Between April 2021 and March 2025, the CBI found that Coinbase Europe failed to properly monitor more than 30 million transactions, representing around €176 billion of crypto flows approximately 31 % of its total activity in that period. These deficiencies stemmed from multiple coding errors in the firm’s transaction-monitoring system, which caused several screening scenarios to be ineffective.
What Went Wrong and Why It Matters
In theory, a compliant virtual-asset service provider (VASP) should continuously monitor customer activity, detect suspicious patterns and file Suspicious Transaction Reports (STRs) promptly with the national financial intelligence unit. Here, the oversight exemplifies the risks when system architecture, coding and governance are inadequate. Coinbase Europe acknowledged that three coding errors caused five out of its 21 monitoring scenarios to malfunction in 2021-2022.

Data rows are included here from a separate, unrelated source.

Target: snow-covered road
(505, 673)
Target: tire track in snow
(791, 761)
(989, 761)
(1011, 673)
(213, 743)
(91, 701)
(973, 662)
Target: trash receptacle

Because of this lapse, the CBI emphasised that criminals could exploit the gap, given crypto’s cross-border and anonymity-enhancing capabilities. After detection of the errors, Coinbase reviewed around 185,000 transactions and filed approximately 2,708 STRs relating to transactions totalling about €13 million in value, including links to money-laundering, fraud, drug-trafficking, cyberattacks and child-sexual-exploitation.
This case illustrates an important theory in regulatory compliance: control failure is not just about missing rules it’s about system design, culture and technical robustness. The malfunctioning scenarios allowed a large volume of transactions to evade detection, highlighting that crypto platforms must treat AML and transaction-monitoring as core operational imperatives, not after-thoughts.
Regulatory Context & What This Signals
The fine against Coinbase Europe is the first of its kind by the Irish regulator against a crypto-asset service provider. It comes at a moment when European regulators are gearing up for broader oversight under regulations such as the Markets in Crypto‑Assets Regulation (MiCAR) and a new AML Regulation. The enforcement sends a clear message: no tolerance for lapses in transaction monitoring, especially in the crypto domain.
From an industry-theoretical viewpoint, this case reinforces the concept of regulatory arbitrage-risk: firms operating across borders must ensure local compliance systems are robust enough to meet each jurisdiction’s expectations. As regulators deepen oversight, system weaknesses once tolerated may now trigger heavy sanctions.
What Crypto Platforms and Users Should Learn
For platforms: The case underscores the need for strong governance, system-design rigour and real-time monitoring capabilities. Even if a firm has a compliance policy, it must ensure that technical implementation (such as code, scenario-coverage, exception-handling) is fully operational and tested.
For users: If you engage with crypto exchanges or wallet-services, it is reasonable to ask about their AML/transaction-monitoring programmes. Ask: how many transactions go screened? How quickly are suspicions reported? What oversight and auditing exist?
For investors: The heightened regulatory scrutiny means service providers may face higher operational costs, slower introductions of new products, and more transparency demands. The fine on Coinbase Europe could influence behaviour across the industry.
FAQs
Q1: Why was Coinbase Europe fined by the Irish regulator?
Because it failed to monitor over 30 million transactions valued at more than €176 billion between 2021 and early 2025, caused by coding errors that impaired its transaction-monitoring system.
Q2: What was the value of the fine and how was it calculated?
The fine totals €21.46 million, reduced by 30 % under the settlement scheme from an initial €30.7 million. The fine drew on Coinbase Europe’s average annual revenue over 2021-24.
Q3: Did the regulator find that criminal activity definitely occurred in the unmonitored transactions?
No. The regulator found the conditions for risk (money-laundering, fraud, etc.) but did not conclude that specific unmonitored transactions resulted in criminal activity.
Q4: What coding errors caused the monitoring failures?
Three coding errors affected five out of 21 transaction-monitoring scenarios. One example: the system failed to recognise wallet addresses with special characters, causing transactions to bypass detection.
Q5: What does this mean for crypto regulation in Europe?
It signals intensified enforcement, especially for VASPs operating under EU jurisdiction. Regulatory frameworks such as MiCAR and revised AML rules will demand stronger compliance.
Q6: How should users respond to this kind of news?
Users should choose crypto platforms that publish transparency reports, have clear compliance frameworks, and offer meaningful information about how they manage transaction-monitoring and suspicious-activity reporting.